Ve l’avevamo detto. I cacciabombardieri F35 sono bidoni di lusso
e ne stanno passando di tutti i colori. Dopo l’ennesimo incidente,
ieri il Pentagono ne ha deciso la sospensione dei voli. Da ultimo
avevano preso fuoco durante il decollo, ma prima ancora erano stati
fatti atterrare a causa di un temporale. Il software che va in tilt,
il peso eccessivo della fusoliera e i caschi milionari dei piloti
che fanno vedere doppio come dopo una sbronza sono solo alcune delle
falle di un sistema d’arma pagato a peso d’oro e che fa acqua da tutte
le parti. Una vera débacle per l’industria militare e la politica
estera Usa che ha impegnato e condizionato molti paesi alleati ad
acquistarli.
Con la incessante crescita delle spese, gli F35 sono una gallina
dalle uova d’oro per la Lockheed — che ne è il capofila della
produzione — e un secchio bucato per i governi che lo stanno
producendo ed acquistando. Negli Stati Uniti (e soprattutto negli
altri paesi partner) se ne stanno accorgendo, ma in Italia la
ministra Pinotti, troppo nella parte delle nostre gerarchie militari
e delle lobbies delle armi, fa finta di niente e, spalleggiata dal
presidente Napolitano e dal Consiglio Supremo della Difesa,
continua a nicchiare e a sperare in tempi migliori.

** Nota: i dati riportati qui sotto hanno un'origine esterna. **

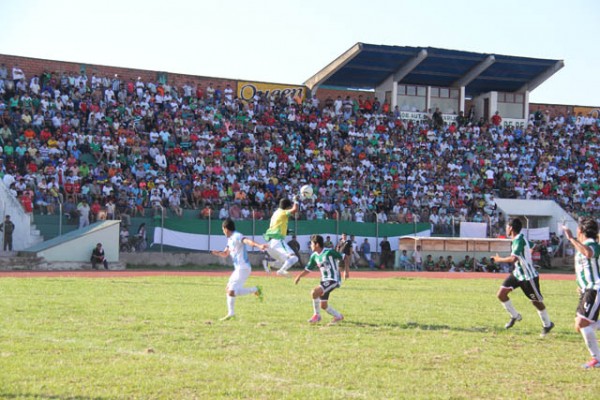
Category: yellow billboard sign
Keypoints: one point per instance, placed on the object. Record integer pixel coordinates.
(595, 111)
(247, 90)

Dopo l’approvazione delle mozioni parlamentari del giugno del
2013 che chiedevano la sospensione di altri acquisti (decisione
violata dal governo nel settembre del 2013 e nel marzo del 2014: ora
di F35 ne abbiamo 6 in produzione) e che ha portato a qualche
riduzione di spesa nel 2014, abbiamo passato quasi un anno in una
indagine conoscitiva (terminata nel maggio scorso) che avrebbe
dovuto aiutarci a prendere la decisione definitiva: continuare
o meno nell’avventura degli F35. Ma così non è stato. Perché, finito un
temporeggiamento, ne è iniziato un altro. Ora bisogna aspettare
il Libro Bianco della Difesa, sul quale il Parlamento potrà dare
«valutazioni e suggerimenti», dice la Pinotti. La palla passa di
nuovo dal Parlamento (così espropriato) al Governo e al Consiglio
Supremo di Difesa. Quanto tempo ci vorrà, comunque? Non si sa:
potrebbero trascorrere altri 8–10 mesi.
E così la tattica dilatoria continua, mentre il Consiglio
Supremo di Difesa dice al Parlamento di non intromettersi troppo
nelle scelte della difesa e soprattutto di non permettersi di ridurre
eccessivamente le spese militari, pena la nostra operatività
nelle missioni all’estero in cui siamo impegnati. Ma andrebbe
ricordato che gli F35 sono concepiti come caccia da first strike, da primo colpo d’offesa — altro che «difesa» — e possono montare anche testate nucleari.
Dietro questa tattica temporeggiatrice c’è sullo sfondo lo
scontro tra la Pinotti, Napolitano, i vertici militari e una parte
minoritaria del Pd che quegli F35 non li vorrebbe. Con la speranza
che — passata la buriana di questi mesi e la dichiarazione del
Pentagono che per i cacc’è la «no fly zone del Pentagono» — si possa
prendere la decisione di acquistarli e avviarli gli F35, magari
distratti da qualche avvenimento più importante.
E Renzi? Dopo i roboanti annunci (non veritieri) di qualche
giornale di un paio di mesi fa sui tagli degli F35, resta muto,
silenzio assoluto. Nemmeno un tweet. Vuole combattere — così dice —
tutte le caste. L’unica che non tocca è quella delle gerarchie
militari e del business delle armi. Giustamente vuole ridurre gli
sprechi delle auto blu (per qualche milone), ma niente dice sugli
sprechi degli F35 (risparmio 14 miliardi). Evidentemente non vuole
disturbare le lobbies militari e gli Stati uniti.
Non è retropensiero: basta ricordarsi su questo le pressioni dell’ambasciata Usa.
Stavolta dovrà risponderne ancora in Parlamento. Il prossimo 29
luglio la Camera dei deputati discuterà la nuova mozione che chiede lo
stop agli F35. Un’occasione per mobilitarsi e per portare allo
scoperto le contraddizioni di un governo che non cambia il verso
delle spese militari e del riarmo aatlantico.